Zhu Shanhui, Guo Jing, Wang Xun, Wang Jianguo, Fan Weibin
State Key Laboratory of Coal Conversion, Institute of Coal Chemistry, Chinese Academy of Sciences, Taiyuan, 030001, P.R. China.
University of Chinese Academy of Sciences, Beijing, 100039, P.R. China.
ChemSusChem. 2017 Jun 22;10(12):2547-2559. doi: 10.1002/cssc.201700597. Epub 2017 Jun 8.
In the catalytic conversion of lignocellulose to valuable products, the first entry point is to break down these biopolymers to sugar units or aromatic monomers, which is conventionally achieved by hydrolysis in water medium. Recent years have seen tremendous progress in the alcoholysis process, which has remarkable advantages, such as the avoidance of treating waste water, suppression of humins or chars, and enhancement of reaction rate and product yield. Advances have been focused on the alcoholysis of cellulose, hemicellulose, and lignin to alkyl glucosides, xylosides, and aromatic monomers, respectively. Alcoholysis of the platform molecule furfuryl alcohol (FAL) to alkyl levulinate (AL) and integrated alcoholysis of cellulose and furfural into AL are also summarized. This Minireview highlights the comparisons between alcoholysis and hydrolysis, the reaction mechanism of alcoholysis, and future challenges for industrial applications.

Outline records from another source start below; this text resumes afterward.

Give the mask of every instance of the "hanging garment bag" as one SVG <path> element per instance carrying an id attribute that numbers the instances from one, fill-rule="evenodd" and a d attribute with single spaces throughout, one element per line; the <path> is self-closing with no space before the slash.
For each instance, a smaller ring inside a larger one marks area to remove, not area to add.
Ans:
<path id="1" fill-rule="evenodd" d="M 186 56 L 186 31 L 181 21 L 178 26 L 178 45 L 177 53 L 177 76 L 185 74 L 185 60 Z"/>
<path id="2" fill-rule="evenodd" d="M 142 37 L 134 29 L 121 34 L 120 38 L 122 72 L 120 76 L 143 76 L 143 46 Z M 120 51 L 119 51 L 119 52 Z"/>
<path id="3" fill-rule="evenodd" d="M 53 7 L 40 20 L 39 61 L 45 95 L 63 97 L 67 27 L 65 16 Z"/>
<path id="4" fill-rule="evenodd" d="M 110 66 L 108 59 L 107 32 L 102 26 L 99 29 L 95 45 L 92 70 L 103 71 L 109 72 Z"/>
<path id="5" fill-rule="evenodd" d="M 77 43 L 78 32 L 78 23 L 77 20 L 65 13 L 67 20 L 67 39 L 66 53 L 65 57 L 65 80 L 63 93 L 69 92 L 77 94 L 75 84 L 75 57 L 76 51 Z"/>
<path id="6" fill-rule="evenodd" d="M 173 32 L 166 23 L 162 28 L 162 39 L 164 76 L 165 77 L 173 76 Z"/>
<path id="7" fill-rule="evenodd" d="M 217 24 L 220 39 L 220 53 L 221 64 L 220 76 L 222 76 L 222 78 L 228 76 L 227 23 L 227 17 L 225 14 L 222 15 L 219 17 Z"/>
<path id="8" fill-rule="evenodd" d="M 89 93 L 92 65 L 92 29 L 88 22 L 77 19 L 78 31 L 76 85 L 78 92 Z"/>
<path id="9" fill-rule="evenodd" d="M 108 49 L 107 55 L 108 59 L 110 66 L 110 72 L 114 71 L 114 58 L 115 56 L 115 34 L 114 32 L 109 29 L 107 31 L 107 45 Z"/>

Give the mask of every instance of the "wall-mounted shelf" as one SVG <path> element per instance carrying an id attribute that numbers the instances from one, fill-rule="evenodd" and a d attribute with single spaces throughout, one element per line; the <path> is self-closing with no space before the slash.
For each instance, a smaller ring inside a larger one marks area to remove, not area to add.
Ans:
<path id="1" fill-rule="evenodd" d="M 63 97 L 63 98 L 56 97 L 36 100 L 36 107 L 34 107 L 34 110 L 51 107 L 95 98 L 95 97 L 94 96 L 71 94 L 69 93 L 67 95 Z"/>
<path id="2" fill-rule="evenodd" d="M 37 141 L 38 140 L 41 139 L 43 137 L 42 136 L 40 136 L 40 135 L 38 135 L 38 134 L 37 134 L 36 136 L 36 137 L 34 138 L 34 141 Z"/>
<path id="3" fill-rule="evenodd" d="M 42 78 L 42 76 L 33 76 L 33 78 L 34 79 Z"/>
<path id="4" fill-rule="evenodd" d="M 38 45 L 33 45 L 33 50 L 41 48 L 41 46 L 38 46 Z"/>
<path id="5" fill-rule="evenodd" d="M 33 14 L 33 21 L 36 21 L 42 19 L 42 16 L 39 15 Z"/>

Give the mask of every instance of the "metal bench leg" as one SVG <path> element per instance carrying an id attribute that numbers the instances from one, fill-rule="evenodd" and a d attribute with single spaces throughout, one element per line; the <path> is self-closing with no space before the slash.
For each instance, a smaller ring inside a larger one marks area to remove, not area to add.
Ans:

在将木质纤维素催化转化为有价值产品的过程中,首要切入点是将这些生物聚合物分解为糖单元或芳香族单体,传统上这是通过在水介质中水解来实现的。近年来,醇解过程取得了巨大进展,该过程具有显著优势,如避免处理废水、抑制腐殖质或焦炭的产生,以及提高反应速率和产物收率。研究进展主要集中在纤维素、半纤维素和木质素分别醇解为烷基葡糖苷、木糖苷和芳香族单体。还总结了平台分子糠醇(FAL)醇解为乙酰丙酸酯(AL)以及纤维素和糠醛集成醇解为AL的过程。本综述重点介绍了醇解和水解之间的比较、醇解的反应机理以及工业应用面临的未来挑战。